Uncovering so many layers of a problem can mean developing a special relationship with her research subjects. At NASA, Paté-Cornell met with technicians under the shuttle orbiters and also in a local bar. As the workers opened up about their experiences, she gained some surprising insights about why and how corners were sometimes cut in the maintenance of the tiles.

From a technical point of view, Paté-Cornell's approach makes inventive use of systems analysis and also Bayesian probability in analyzing risks. First developed by Thomas Bayes in the 18th century, the Bayesian model allows a researcher to assign rates of likelihood to random events.

These risk-assessment tools can be applied to issues of national security with encouraging results. After the attacks of September 11, 2001, Paté-Cornell turned her attention to detecting and preventing terrorism. Because of limited budgets for counterterrorism, governments must determine which threats are most serious and deserve the most resources. "We are trying to set priorities given what we know," says Paté-Cornell, who was invited to serve on the President's Foreign Intelligence Advisory Board. The biggest challenge is that terrorism—like all other unpredictable threats—does not necessarily repeat itself. To understand today's risks, it is not enough to study the past. Risk managers must extrapolate into the future.

To do so, Paté-Cornell has looked at the ways intelligence officers digest the massive amounts of information they receive each day. She showed them how to compute approximate probabilities of future events based on what we know and on the likelihood of false positives and false negatives in the information gathered. Her model, explored in several journal articles, has applications for intelligence operations not only in the United States but around the world.
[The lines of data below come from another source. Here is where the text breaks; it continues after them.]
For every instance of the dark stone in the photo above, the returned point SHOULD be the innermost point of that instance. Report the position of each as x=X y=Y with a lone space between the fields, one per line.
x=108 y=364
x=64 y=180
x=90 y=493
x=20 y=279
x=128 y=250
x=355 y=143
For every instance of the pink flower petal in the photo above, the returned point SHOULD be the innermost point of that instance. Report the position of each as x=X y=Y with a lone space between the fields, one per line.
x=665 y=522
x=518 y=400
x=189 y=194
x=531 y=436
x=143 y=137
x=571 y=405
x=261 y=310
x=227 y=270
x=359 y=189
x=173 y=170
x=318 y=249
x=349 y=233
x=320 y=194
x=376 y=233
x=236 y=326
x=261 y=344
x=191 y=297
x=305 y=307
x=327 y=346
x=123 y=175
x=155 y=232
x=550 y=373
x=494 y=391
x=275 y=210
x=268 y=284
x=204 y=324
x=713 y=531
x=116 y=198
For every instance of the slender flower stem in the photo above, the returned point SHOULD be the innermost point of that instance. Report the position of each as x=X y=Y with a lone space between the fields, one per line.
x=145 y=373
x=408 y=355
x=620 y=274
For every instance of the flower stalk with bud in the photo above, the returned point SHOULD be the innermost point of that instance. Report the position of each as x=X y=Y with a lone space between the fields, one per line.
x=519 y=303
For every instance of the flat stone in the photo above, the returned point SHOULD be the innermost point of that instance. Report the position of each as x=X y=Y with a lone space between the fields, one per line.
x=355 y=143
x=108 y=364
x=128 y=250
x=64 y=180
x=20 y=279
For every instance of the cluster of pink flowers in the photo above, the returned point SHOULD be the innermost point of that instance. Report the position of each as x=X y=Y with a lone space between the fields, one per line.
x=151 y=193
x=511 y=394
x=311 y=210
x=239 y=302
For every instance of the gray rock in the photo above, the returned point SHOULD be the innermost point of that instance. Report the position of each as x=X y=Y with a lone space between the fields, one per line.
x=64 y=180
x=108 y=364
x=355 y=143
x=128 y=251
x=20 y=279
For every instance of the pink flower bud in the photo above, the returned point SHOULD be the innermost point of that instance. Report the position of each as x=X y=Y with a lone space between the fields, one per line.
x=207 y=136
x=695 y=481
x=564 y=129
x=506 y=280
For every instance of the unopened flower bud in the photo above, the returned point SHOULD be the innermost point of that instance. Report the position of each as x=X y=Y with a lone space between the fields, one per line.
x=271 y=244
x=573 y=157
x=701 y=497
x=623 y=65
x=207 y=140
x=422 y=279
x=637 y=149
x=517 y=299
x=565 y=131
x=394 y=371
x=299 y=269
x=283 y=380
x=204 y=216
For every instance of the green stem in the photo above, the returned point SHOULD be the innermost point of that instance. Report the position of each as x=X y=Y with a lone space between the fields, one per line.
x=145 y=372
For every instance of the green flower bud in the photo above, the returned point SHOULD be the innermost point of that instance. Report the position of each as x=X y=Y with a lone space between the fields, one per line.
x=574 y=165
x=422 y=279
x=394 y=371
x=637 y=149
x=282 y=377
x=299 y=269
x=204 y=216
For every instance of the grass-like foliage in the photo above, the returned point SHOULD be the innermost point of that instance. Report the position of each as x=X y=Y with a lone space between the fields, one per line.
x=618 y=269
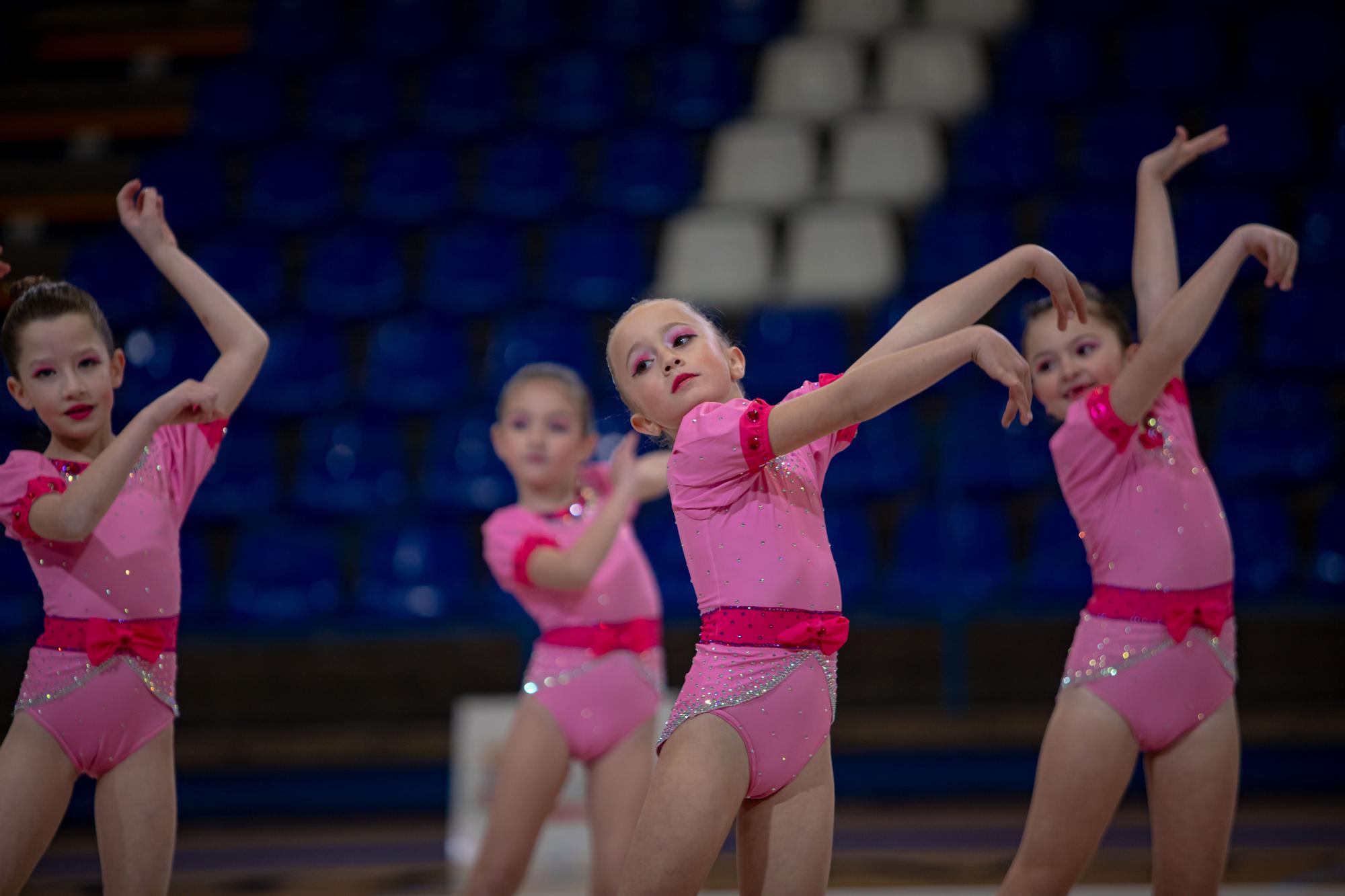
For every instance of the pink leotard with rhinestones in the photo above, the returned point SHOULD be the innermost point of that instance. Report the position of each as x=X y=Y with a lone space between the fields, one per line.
x=128 y=569
x=1157 y=541
x=597 y=698
x=754 y=534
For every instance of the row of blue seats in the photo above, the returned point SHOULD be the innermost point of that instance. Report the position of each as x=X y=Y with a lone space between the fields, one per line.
x=473 y=95
x=298 y=33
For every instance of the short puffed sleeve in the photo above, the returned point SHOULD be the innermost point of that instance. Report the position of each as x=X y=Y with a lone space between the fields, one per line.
x=509 y=538
x=189 y=452
x=25 y=477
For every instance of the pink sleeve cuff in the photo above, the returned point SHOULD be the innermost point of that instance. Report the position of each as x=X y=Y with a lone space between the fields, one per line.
x=1106 y=419
x=37 y=489
x=525 y=551
x=755 y=436
x=844 y=436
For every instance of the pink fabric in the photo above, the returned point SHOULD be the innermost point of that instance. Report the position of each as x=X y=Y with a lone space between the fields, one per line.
x=1149 y=518
x=1161 y=688
x=106 y=721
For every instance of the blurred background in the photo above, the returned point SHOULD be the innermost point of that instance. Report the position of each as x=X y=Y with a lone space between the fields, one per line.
x=419 y=197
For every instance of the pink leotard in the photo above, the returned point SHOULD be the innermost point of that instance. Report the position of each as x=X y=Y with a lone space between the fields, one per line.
x=755 y=538
x=1157 y=639
x=598 y=692
x=127 y=571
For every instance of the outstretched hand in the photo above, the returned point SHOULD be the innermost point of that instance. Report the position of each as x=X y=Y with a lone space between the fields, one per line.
x=142 y=214
x=1183 y=150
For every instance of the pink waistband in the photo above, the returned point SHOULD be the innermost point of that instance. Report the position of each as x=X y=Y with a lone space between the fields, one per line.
x=636 y=635
x=1179 y=610
x=103 y=638
x=775 y=627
But Paté-Cornell is not content to stop there. She plans to broaden this model's impact with a new project on "early warnings"—an effort to create alarm systems for major threats of all kinds, from terrorism to tsunamis to epidemic diseases. She hopes to see several Stanford faculty members team up to research how to implement such systems on a global scale. "Stanford's International Initiative is an ideal framework for this type of work," says Paté-Cornell. Because of the university's strengths in engineering, security, geophysics, medicine, and other fields, Stanford is in an excellent position to pioneer new solutions, she explains.

Whatever this polymath scholar turns her attention to next, it's predictable that she will make a difference to those trying to avert tragedy. "I like to get my arms around a complex project and make sense of it, even when people are saying, 'You can't do it—it's too complicated,'" Paté-Cornell says.